Tout au long des sept dernières décennies, l’armée algérienne est restée la seule force dominante dans tous les secteurs de l’État. C’est elle qui fait et défait les présidents de la république, dépourvus de tout pouvoir, car ce sont les généraux qui tirent les ficelles, tiennent les cordons de la finance et gèrent toutes les activités vitales en parallèle avec un pouvoir exécutif de façade. L’omniprésence de l’actuel chef d’état-major de l’armée, également ministre délégué à la Défense, le général Saïd Chengriha, est l’exemple-type de cette influence pesante de l’armée sur le président de façade, Abdelmadjid Tebboune.
L’échec des politiques militaires suscite la colère
Alors que l’Algérie ne produit quasiment rien, à part le pétrole et le gaz naturel, les décisions économiques adoptées par le régime militaire en place, notamment la réduction drastique des importations sous prétexte de revigorer le dinar algérien, plus que jamais sans valeur, ont exacerbé le mal-vivre des Algériens, dont le pouvoir d’achat n’arrête pas de s’éroder sous les coups de l’inflation galopante. La restriction des importations a aussi conduit à de graves pénuries de produits de base, allant des voitures aux appareils électroniques, en passant par les produits de large consommation, comme le café. Cette situation a impacté le commerce intérieur, frappé de plein fouet par une récession majeure, sans parler de la montée en flèche du taux de chômage et la hausse de l’inflation, à un moment où la monnaie nationale a connu un effondrement historique par rapport au dollar et à l’euro.
En échange, le régime a alloué, pour l’année 2025, un budget colossal de 25 milliards de dollars à l’armement. Ce paradoxe a fini par attiser la colère des Algériens, désormais convaincus qu’ils sont le dernier souci du régime qui les gouverne.

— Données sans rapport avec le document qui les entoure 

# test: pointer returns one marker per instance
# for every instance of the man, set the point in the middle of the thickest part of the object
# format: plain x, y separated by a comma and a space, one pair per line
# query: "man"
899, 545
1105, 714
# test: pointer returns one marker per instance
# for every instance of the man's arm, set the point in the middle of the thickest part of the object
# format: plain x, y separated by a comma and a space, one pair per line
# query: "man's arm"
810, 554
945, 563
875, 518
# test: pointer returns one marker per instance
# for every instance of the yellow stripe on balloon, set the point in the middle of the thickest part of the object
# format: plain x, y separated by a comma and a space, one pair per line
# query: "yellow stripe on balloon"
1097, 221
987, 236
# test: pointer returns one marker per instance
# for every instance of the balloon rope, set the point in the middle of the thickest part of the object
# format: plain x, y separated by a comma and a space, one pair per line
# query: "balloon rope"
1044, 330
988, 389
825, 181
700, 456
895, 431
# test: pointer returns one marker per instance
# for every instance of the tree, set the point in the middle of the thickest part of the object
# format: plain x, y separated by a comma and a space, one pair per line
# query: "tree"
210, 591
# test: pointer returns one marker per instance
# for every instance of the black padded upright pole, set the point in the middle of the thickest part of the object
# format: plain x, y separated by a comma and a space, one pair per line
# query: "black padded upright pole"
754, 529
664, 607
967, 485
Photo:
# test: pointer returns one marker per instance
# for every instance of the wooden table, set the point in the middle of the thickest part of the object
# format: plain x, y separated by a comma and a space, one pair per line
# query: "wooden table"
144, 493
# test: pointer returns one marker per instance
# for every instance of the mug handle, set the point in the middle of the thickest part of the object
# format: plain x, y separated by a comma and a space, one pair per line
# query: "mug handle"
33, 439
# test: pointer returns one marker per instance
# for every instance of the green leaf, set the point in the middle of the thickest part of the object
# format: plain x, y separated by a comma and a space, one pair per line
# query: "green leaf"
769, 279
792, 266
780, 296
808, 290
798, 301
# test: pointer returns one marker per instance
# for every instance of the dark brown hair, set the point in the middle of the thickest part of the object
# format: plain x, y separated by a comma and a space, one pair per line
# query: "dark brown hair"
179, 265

Ressusciter l’âme du Hirak populaire
Cette colère n’est pas nouvelle. En 2019, l’Algérie a été le théâtre d’un vaste mouvement populaire de contestation, le Hirak, initialement lancé pour protester contre la candidature de l’ancien président Abdelaziz Bouteflika à un cinquième mandat, avant de se transformer en un mouvement exigeant la fin du régime militaire. «Dawla madaniya, machi askaria» (un État civil et non militaire), scandaient chaque vendredi, de 2019 à 2021, les millions de manifestants à travers les grandes villes d’Algérie. Mais le régime a réagi à ces manifestations à travers une répression implacable, puisque des centaines de militants ont été arrêtés, dont certains ont été condamnés à la prison à vie, tandis que d’autres ont été contraints de fuir le pays.
La campagne #Manish_Radi mènera-t-elle au changement?
Aujourd’hui, on parle de plus en plus de descendre à nouveau dans la rue pour exiger un pouvoir civil qui restaurerait l’identité volée de l’État. Les Algériens estiment en effet que la mainmise de l’armée sur tous les compartiments de l’État exacerbe davantage la crise interne multiforme et l’isolement international du pays.
Le hashtag #Manish_radi n’est pas seulement un strident cri de colère, mais surtout une sonnette d’alarme sur la crise profonde que traverse l’Algérie et qui nécessite un sursaut urgent. Les revendications sont claires: une armée axée sur la protection des frontières et un État civil qui donne aux Algériens une chance de construire un avenir meilleur. La balle est désormais dans le camp du peuple algérien pour décider de son sort. Saura-t-il briser les chaînes du passé et ouvrir une nouvelle page de liberté et de bonne gouvernance?